Set-aside types you will see on CMS solicitations include total small business set-asides, 8(a) sole-source and competitive awards, WOSB and EDWOSB set-asides, HUBZone set-asides, and SDVOSB set-asides. The agency also issues 8(a) sole-source awards for requirements valued below the competitive threshold (currently $4.5 million for services), which is one of the fastest paths to a first award if you hold an 8(a) designation.

Subcontracting plans are required on large prime contracts above simplified acquisition thresholds. That creates a structured pipeline for diverse small businesses to enter as subcontractors. When a large contractor is bidding on a CMS IT modernization contract, they are required to show how small and disadvantaged businesses will participate. Find who the large prime contractors are at CMS by searching USASpending.gov for awards over $5 million, then approach their business development teams directly.

Getting onto CMS vehicles

CMS uses several governmentwide acquisition contracts (GWACs) and HHS-specific vehicles that act as on-ramps.

CIO-SP4, administered by NIH on behalf of HHS, is the primary IT vehicle for health IT work across the department, including CMS. If you are in IT services, qualifying for CIO-SP4 as a small business, 8(a), or HUBZone firm gives you access to task orders across multiple HHS agencies, CMS included.

The HHS-IDIQ vehicles for professional services and program support are other vehicles worth monitoring. Check the HHS Acquisition Resource Center for current on-ramp opportunities.

One practical tip for your first CMS contract

Attend the CMS Small Business Industry Day. CMS hosts periodic industry outreach events, typically announced through SAM.gov and the CMS website, where program offices present upcoming requirements and contracting staff are available for one-on-one sessions.

These events are not purely ceremonial. Program managers attend because they genuinely need to find vendors. If you can speak directly to a program manager about a requirement that fits your past performance, you have created a relationship that survives the formal solicitation process. Contracting officers talk to program managers. That conversation shapes how a requirement is scoped and, in some cases, whether it gets set aside for a socioeconomic category.

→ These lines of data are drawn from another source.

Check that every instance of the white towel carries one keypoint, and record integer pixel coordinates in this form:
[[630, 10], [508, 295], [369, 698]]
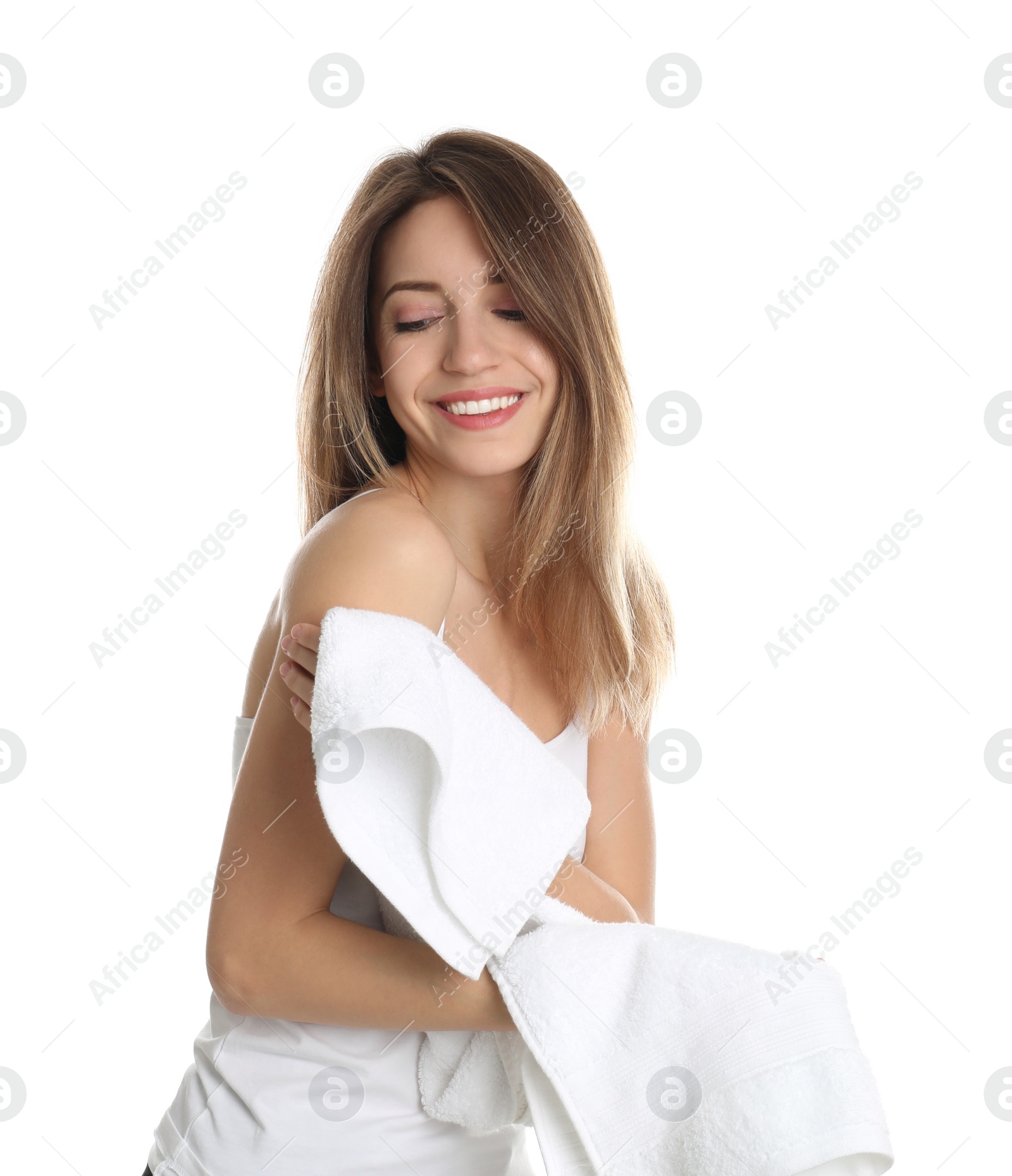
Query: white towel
[[638, 1049]]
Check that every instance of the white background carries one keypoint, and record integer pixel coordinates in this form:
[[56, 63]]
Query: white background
[[817, 436]]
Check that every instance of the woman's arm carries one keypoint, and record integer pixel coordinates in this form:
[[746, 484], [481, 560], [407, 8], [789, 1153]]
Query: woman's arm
[[621, 845], [274, 950], [615, 881]]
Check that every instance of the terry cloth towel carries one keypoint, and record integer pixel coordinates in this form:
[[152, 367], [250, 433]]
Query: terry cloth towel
[[638, 1049]]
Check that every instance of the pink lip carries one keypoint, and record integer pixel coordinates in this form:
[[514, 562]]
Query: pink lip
[[487, 420]]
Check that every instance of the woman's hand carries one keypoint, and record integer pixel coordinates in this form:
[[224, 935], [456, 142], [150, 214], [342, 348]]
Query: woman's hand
[[299, 674]]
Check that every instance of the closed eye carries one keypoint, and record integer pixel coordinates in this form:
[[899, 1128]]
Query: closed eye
[[417, 325]]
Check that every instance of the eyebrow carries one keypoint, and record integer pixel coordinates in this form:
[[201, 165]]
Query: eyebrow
[[431, 287]]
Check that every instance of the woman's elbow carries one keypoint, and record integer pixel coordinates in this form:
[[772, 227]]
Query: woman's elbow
[[230, 976]]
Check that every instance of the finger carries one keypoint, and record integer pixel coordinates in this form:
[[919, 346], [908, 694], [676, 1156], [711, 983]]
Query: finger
[[298, 681], [300, 654], [307, 635], [301, 712]]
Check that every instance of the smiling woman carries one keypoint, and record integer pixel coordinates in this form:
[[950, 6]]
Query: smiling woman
[[464, 385]]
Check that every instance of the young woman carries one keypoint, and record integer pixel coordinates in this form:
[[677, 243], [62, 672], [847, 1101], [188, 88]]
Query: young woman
[[466, 438]]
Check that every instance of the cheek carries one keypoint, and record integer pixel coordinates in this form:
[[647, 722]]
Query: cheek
[[541, 362]]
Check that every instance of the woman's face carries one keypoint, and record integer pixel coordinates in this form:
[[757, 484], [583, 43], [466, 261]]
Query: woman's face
[[464, 376]]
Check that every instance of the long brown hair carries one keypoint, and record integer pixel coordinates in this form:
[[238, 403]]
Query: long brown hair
[[572, 573]]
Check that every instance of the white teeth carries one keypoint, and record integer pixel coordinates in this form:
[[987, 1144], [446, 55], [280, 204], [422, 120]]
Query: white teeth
[[480, 407]]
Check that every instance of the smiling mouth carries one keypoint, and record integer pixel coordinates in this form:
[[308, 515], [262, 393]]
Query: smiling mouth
[[481, 407]]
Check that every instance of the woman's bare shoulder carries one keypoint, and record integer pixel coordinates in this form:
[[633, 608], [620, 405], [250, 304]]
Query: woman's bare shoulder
[[382, 552]]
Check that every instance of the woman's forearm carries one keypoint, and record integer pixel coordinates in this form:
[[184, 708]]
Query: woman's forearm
[[331, 970], [579, 887]]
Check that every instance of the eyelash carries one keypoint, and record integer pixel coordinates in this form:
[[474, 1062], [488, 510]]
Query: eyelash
[[419, 325]]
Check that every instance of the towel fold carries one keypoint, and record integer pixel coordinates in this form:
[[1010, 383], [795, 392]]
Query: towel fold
[[638, 1049]]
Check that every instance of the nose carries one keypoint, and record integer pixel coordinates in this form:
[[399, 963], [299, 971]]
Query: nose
[[469, 344]]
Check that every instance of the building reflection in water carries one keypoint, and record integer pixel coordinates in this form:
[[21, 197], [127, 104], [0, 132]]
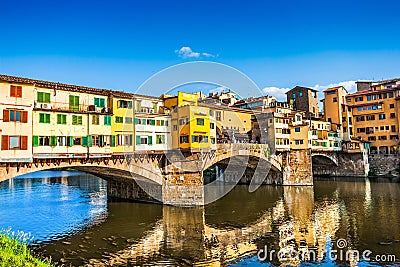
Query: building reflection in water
[[304, 219]]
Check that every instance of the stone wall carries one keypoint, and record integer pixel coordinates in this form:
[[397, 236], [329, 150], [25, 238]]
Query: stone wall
[[384, 165], [349, 164], [297, 167]]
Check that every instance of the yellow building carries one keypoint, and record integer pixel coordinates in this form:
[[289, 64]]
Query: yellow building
[[122, 123], [192, 127], [16, 107]]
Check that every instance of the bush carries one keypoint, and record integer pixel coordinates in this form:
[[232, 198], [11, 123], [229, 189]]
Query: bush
[[15, 253]]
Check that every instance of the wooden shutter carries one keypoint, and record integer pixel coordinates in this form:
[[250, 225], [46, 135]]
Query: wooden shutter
[[13, 92], [24, 142], [19, 91], [6, 115], [35, 141], [24, 116], [4, 142]]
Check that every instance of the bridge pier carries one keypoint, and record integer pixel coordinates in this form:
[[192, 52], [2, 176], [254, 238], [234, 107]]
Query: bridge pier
[[297, 167]]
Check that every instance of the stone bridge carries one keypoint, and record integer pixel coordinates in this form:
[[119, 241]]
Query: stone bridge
[[175, 177]]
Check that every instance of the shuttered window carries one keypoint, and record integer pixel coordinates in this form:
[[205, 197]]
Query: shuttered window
[[15, 115], [73, 102], [44, 118], [43, 97], [99, 102], [107, 120], [76, 120], [15, 91], [61, 119]]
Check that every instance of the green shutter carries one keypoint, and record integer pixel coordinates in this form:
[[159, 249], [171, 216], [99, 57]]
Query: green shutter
[[47, 97], [90, 140], [53, 140], [84, 141], [35, 140]]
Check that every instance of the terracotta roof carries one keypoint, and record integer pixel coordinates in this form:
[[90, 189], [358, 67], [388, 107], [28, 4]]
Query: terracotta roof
[[334, 88], [302, 88], [69, 87]]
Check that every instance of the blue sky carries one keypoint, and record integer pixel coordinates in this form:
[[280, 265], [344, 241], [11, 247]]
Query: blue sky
[[278, 44]]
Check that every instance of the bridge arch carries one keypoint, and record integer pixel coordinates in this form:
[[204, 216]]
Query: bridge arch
[[322, 158]]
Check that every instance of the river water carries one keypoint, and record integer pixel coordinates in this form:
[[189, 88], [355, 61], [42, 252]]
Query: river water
[[71, 221]]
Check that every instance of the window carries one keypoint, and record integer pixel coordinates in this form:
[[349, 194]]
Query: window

Come prepared with a one-page capability statement that leads with your NAICS codes, your UEI, your socioeconomic certifications, and two or three specific past performance examples with dollar values and client names. CMS program managers are reviewing dozens of vendors at these events. Concrete specifics cut through.

Where to start today

Pull the HHS procurement forecast and filter for CMS requirements in your primary NAICS codes. Cross-reference active solicitations on SAM.gov. If you have an 8(a), check whether any CMS requirements are currently in the SBA pipeline as 8(a) referrals. Contact the OAGM small business office to introduce your firm and ask about the forecast.

CMS is a large, stable federal buyer with durable budget authority tied to statutory programs. That means the pipeline does not dry up when discretionary budgets tighten. For a diverse small business with health IT or consulting capabilities, it is one of the better long-term relationships you can build in the federal market.